A day to remember: Margaret Mead

Margaret Mead (December 16, 1901 – November 15, 1978) was an American cultural anthropologist who featured frequently as an author and speaker in the mass media during the 1960s and 1970s. She earned her bachelor's degree at Barnard College in New York City and her M.A. and Ph.D. degrees from Columbia University.

Mead was a respected and often controversial academic who popularized the insights of anthropology in modern American and Western culture. Her reports detailing the attitudes towards sex in South Pacific and Southeast Asian traditional cultures influenced the 1960s sexual revolution. She was a proponent of broadening sexual mores within a context of traditional Western religious life. [1]

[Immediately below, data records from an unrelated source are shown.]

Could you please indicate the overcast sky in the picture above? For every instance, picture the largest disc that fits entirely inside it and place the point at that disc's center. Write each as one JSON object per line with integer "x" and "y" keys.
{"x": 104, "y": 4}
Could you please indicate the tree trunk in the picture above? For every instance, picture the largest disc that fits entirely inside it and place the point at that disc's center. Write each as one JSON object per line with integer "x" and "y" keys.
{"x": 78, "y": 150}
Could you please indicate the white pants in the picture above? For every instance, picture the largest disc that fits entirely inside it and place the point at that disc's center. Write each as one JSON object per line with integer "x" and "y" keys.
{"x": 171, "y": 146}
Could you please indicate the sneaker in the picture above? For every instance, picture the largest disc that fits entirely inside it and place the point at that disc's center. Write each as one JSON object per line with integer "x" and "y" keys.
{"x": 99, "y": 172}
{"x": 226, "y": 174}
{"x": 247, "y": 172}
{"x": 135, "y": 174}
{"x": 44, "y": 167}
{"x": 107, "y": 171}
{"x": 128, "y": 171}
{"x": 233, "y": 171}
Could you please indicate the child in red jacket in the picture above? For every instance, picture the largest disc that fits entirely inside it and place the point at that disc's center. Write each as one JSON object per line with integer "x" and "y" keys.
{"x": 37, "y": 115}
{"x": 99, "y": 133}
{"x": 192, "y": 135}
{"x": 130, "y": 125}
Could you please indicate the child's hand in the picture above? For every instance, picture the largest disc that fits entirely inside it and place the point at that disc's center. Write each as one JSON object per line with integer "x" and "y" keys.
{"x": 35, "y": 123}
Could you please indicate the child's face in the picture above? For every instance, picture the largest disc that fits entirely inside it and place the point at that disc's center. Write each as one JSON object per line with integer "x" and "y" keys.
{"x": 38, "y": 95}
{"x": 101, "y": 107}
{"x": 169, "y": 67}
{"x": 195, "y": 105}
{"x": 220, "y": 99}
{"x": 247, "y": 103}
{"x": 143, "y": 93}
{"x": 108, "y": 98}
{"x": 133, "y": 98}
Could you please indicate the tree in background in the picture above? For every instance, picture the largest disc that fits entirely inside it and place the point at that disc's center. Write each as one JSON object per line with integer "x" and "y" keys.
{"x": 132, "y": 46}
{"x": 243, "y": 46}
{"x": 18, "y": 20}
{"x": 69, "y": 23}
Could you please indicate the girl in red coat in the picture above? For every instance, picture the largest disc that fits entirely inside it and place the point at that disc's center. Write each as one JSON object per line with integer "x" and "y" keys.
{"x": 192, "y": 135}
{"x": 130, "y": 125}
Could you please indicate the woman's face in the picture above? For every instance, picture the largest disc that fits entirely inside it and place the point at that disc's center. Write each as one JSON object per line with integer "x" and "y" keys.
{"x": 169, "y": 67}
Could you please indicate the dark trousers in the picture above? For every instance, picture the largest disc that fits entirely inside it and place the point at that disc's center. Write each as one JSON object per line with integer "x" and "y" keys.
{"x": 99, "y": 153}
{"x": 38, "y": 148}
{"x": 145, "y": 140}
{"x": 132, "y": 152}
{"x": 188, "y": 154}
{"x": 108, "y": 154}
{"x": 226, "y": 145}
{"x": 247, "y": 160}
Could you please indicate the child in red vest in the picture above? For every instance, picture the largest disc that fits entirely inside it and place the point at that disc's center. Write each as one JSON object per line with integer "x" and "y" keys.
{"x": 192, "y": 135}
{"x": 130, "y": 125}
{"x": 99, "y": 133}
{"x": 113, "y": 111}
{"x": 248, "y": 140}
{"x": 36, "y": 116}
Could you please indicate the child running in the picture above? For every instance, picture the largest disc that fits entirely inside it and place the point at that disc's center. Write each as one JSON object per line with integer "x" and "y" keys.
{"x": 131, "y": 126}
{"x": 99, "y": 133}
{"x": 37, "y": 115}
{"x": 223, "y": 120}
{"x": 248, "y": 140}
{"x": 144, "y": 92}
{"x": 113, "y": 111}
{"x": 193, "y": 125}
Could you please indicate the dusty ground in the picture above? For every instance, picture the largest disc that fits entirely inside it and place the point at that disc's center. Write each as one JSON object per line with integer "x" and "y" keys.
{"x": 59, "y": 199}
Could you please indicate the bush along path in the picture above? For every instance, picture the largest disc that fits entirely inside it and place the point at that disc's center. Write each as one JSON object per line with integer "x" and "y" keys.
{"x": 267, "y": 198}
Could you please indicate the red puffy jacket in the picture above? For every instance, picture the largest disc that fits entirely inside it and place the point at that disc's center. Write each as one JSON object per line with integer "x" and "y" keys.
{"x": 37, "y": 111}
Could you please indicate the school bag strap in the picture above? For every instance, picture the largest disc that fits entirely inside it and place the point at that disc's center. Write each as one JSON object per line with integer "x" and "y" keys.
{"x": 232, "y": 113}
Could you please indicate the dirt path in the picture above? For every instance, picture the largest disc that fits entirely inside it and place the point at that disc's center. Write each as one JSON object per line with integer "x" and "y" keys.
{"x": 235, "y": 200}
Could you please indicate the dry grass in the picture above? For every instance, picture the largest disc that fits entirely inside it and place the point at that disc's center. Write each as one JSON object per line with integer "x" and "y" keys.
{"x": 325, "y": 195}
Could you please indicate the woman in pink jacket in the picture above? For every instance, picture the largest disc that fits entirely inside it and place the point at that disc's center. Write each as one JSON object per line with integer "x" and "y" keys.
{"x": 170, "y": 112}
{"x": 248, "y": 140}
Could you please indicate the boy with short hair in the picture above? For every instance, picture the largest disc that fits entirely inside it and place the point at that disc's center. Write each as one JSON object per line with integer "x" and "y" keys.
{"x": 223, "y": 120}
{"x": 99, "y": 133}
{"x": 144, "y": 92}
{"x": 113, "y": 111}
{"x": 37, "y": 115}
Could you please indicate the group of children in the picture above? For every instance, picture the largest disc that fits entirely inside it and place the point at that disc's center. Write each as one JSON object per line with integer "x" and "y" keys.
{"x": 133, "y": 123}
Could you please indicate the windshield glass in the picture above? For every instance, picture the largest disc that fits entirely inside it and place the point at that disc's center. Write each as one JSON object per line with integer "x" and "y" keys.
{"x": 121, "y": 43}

When Margaret Mead died in 1978, she was the most famous anthropologist in the world. Indeed, it was through her work that many people learned about anthropology and its holistic vision of the human species. [2] And as such, she contributed a wealth of knowledge and insights to public health.

One of her quotes:

As the traveler who has once been from home is wiser than he who has never left his own doorstep, so a knowledge of one other culture should sharpen our ability to scrutinize more steadily, to appreciate more lovingly, our own.

December 16, the birthday of Margaret Mead, is a day to remember her.


  1. Margaret Mead, from Wikipedia, the Free Encyclopedia, accessed on 15 December 2016
  2. Institute for Intercultural Studies: Margaret Mead, an anthropology of human freedom. Biography.